Just skimmed the GitHub repo for this one and the read me mentions four additional llm inferences for each incoming request - so now we’ve 5x’ed the (already expensive) compute required to answer a query?
I don’t know if I’m too stupid to understand or if truly this is just “add random stuff to prompt” dressed up in flowery academic language.
In other words, was an “unaligned” LLM taught bad things from bad people, or does it simply see it naturally and point it out with the purity of a child? The latter would mean something about ourselves. Personally I think that people tend to selectively ignore things too much.

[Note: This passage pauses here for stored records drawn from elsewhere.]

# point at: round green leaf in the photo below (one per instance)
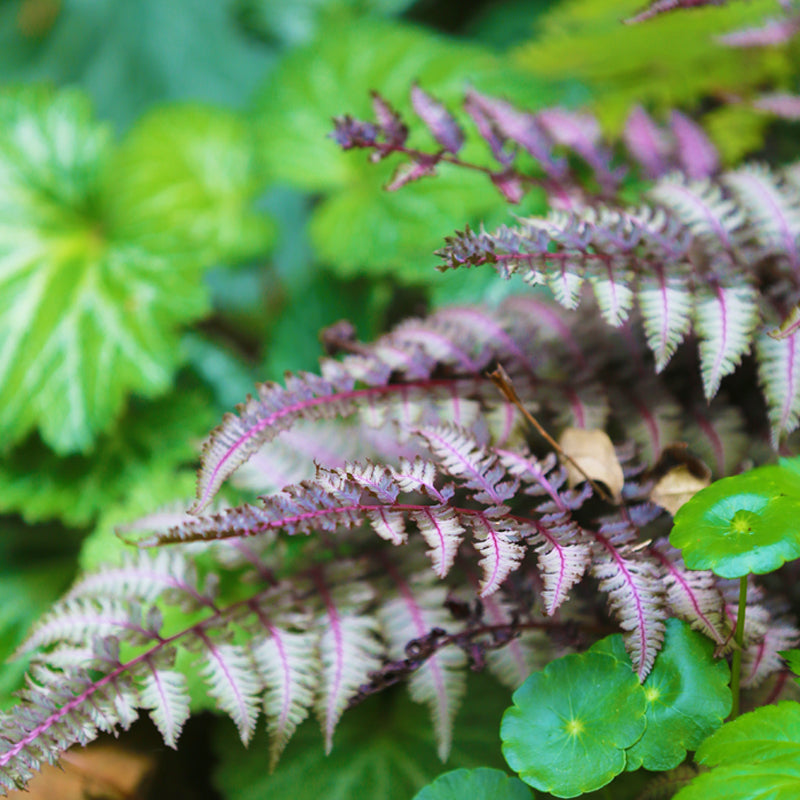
(688, 698)
(483, 783)
(746, 523)
(570, 724)
(755, 757)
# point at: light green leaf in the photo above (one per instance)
(574, 39)
(755, 757)
(85, 318)
(483, 783)
(687, 697)
(297, 22)
(384, 748)
(745, 523)
(570, 724)
(184, 179)
(128, 56)
(358, 226)
(152, 441)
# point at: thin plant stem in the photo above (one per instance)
(502, 381)
(738, 637)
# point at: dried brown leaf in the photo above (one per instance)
(593, 451)
(677, 487)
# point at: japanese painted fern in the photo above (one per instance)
(437, 533)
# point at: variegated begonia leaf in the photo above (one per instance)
(156, 438)
(745, 523)
(89, 308)
(186, 175)
(575, 741)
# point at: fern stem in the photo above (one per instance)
(738, 636)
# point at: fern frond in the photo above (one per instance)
(439, 683)
(635, 592)
(349, 649)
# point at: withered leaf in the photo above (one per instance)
(593, 451)
(677, 487)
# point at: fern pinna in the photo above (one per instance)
(458, 512)
(428, 529)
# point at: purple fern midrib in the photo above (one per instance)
(210, 481)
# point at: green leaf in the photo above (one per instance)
(85, 317)
(184, 179)
(792, 658)
(483, 783)
(755, 757)
(687, 697)
(128, 56)
(574, 40)
(153, 440)
(570, 724)
(297, 22)
(294, 343)
(745, 523)
(384, 748)
(358, 226)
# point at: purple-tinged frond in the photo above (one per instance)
(439, 683)
(305, 508)
(232, 680)
(388, 524)
(462, 457)
(725, 318)
(147, 576)
(771, 33)
(409, 171)
(79, 620)
(439, 121)
(349, 133)
(563, 555)
(505, 122)
(718, 435)
(635, 597)
(489, 130)
(702, 207)
(442, 531)
(580, 132)
(650, 416)
(696, 154)
(529, 651)
(501, 548)
(773, 209)
(614, 296)
(780, 104)
(647, 143)
(762, 658)
(394, 130)
(287, 661)
(692, 595)
(420, 476)
(665, 303)
(165, 693)
(779, 376)
(349, 650)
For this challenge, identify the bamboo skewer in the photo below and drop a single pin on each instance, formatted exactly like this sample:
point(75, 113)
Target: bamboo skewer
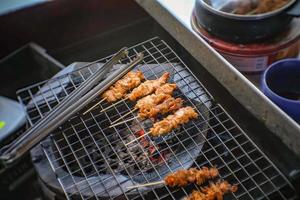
point(91, 108)
point(146, 184)
point(112, 105)
point(136, 139)
point(122, 122)
point(135, 109)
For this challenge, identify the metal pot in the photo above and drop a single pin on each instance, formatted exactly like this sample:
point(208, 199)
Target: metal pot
point(218, 18)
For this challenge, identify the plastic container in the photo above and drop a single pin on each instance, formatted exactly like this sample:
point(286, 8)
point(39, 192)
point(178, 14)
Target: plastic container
point(255, 58)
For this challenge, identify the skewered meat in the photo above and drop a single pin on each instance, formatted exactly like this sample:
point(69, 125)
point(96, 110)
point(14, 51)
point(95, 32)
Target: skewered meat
point(167, 88)
point(122, 86)
point(148, 87)
point(160, 95)
point(181, 116)
point(168, 106)
point(151, 100)
point(183, 177)
point(213, 191)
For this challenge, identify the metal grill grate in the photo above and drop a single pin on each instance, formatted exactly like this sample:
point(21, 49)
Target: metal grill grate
point(90, 159)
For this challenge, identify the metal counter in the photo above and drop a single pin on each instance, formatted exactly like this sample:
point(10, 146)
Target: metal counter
point(174, 16)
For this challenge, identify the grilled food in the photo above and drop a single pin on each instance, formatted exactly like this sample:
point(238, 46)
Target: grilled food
point(213, 191)
point(168, 106)
point(160, 95)
point(182, 178)
point(121, 87)
point(181, 116)
point(148, 87)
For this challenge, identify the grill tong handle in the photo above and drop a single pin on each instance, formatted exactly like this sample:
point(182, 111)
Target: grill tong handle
point(64, 110)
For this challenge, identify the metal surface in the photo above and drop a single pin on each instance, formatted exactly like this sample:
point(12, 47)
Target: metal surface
point(175, 16)
point(77, 148)
point(71, 104)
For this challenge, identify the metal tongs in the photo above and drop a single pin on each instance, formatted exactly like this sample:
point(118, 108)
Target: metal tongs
point(80, 97)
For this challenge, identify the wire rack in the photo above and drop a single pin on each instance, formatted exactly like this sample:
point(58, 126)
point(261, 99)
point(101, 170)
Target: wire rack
point(91, 161)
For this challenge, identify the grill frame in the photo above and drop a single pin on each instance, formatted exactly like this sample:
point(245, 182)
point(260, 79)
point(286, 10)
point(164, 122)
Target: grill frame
point(217, 121)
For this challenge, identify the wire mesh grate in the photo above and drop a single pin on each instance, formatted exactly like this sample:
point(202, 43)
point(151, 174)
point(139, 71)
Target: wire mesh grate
point(91, 160)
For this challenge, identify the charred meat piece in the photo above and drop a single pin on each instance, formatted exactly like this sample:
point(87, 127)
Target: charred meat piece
point(181, 116)
point(170, 105)
point(121, 87)
point(148, 87)
point(183, 177)
point(213, 191)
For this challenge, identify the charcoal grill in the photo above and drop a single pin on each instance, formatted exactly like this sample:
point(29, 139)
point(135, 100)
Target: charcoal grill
point(90, 160)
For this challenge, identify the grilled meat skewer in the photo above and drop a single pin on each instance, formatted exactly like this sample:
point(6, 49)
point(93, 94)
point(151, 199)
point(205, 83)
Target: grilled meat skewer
point(168, 106)
point(121, 87)
point(213, 191)
point(161, 93)
point(148, 87)
point(181, 116)
point(143, 89)
point(184, 177)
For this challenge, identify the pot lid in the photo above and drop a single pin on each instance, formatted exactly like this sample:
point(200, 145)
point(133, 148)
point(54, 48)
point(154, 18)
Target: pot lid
point(247, 7)
point(290, 36)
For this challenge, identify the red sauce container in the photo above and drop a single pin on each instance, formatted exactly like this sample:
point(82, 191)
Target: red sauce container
point(255, 58)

And so it seems like people such as yourself who do have an issue with safeguards should seek out LLMs that are catered to adult audiences rather than trying to remove safeguards entirely.
There are numerous things that might be true, that may be damaging to a child's development to be exposed to. From overly punitive criticism to graphic depictions of violence, to advocacy and specific directions for self harm. Countless examples are trivial to generate.
Similarly, the use of these tools is already having dramatic effects on spearfishing, misinformation etc. Guardrails on all the non open-source models have enormous impact on slowing / limiting the damage this has at scale. Even with retrained Llama based models, it's more difficult than you might imagine to create a truly machiavellian or uncensored LLM - which is entirely due to the work that's been doing during and post training to constrain those behaviours. This is an unalloyed good in constraining the weaponisation of LLMs.
Make it controllable by an IT department if logging in with an organisation-tied account, but give people a choice.
There are actually training dataset full of bad thing by bad people, the intention is to use them negatively, as to teach the LLM some morality.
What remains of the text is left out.